I'm just starting to teach myself C++, and have begun learning about integer overflow. Out of curiosity I wrote some tests just to see what occurs with certain integer values.

Here's my program:

#include <iostream>

int main()
{
int x(0);
std::cout << x << std::endl;

x = x + 2147483647;
std::cout << x << std::endl;

x = x + 1;
std::cout << x << std::endl;
std::cout << std::endl;

unsigned int y(0);
std::cout << y << std::endl;

y = y + 4294967295;
std::cout << y << std::endl;

y = y + 1;
std::cout << y << std::endl;
}

And here's the output:

0
2147483647
-2147483648

0
4294967295
0

The output surprised me a bit, and I'm wondering if someone could explain why this happened, OR if the unexpected-ness of these results is expected; so this may just be the result of my specific machine.

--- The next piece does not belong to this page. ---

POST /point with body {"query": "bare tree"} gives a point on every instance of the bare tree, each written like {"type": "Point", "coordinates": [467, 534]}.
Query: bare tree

Integers (generally) take a 32-bit representation. If you have 32 bits, you can address from 0 to 231-1. i.e.,

00000000000000000000000000000000
00000000000000000000000000000001
.
.
.
01111111111111111111111111111111
^-------------------------------
signed bit

0 indicates a positive number, 1 indicates a negative number.

If you add 1 to 01111111111111111111111111111111, you get 10000000000000000000000000000000, which is -2147483648 in decimal.

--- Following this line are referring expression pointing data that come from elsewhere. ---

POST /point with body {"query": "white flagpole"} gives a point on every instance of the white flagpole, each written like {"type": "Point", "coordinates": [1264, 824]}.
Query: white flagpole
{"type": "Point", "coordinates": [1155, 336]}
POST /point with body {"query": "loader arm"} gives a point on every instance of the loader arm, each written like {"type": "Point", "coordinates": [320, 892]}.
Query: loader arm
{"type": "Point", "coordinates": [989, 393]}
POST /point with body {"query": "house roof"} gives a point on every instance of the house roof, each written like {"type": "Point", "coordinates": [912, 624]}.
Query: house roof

Using an unsigned integer, there's no signed bit and, ipso facto, can have a number twice as large as your largest signed integer. However, when the number rolls over again (i.e., 11111111111111111111111111111111 + 00000000000000000000000000000001), you simply roll back to 00000000000000000000000000000000.

For a more in depth understanding, you can look at two's complement, which is how integers are represented in computers.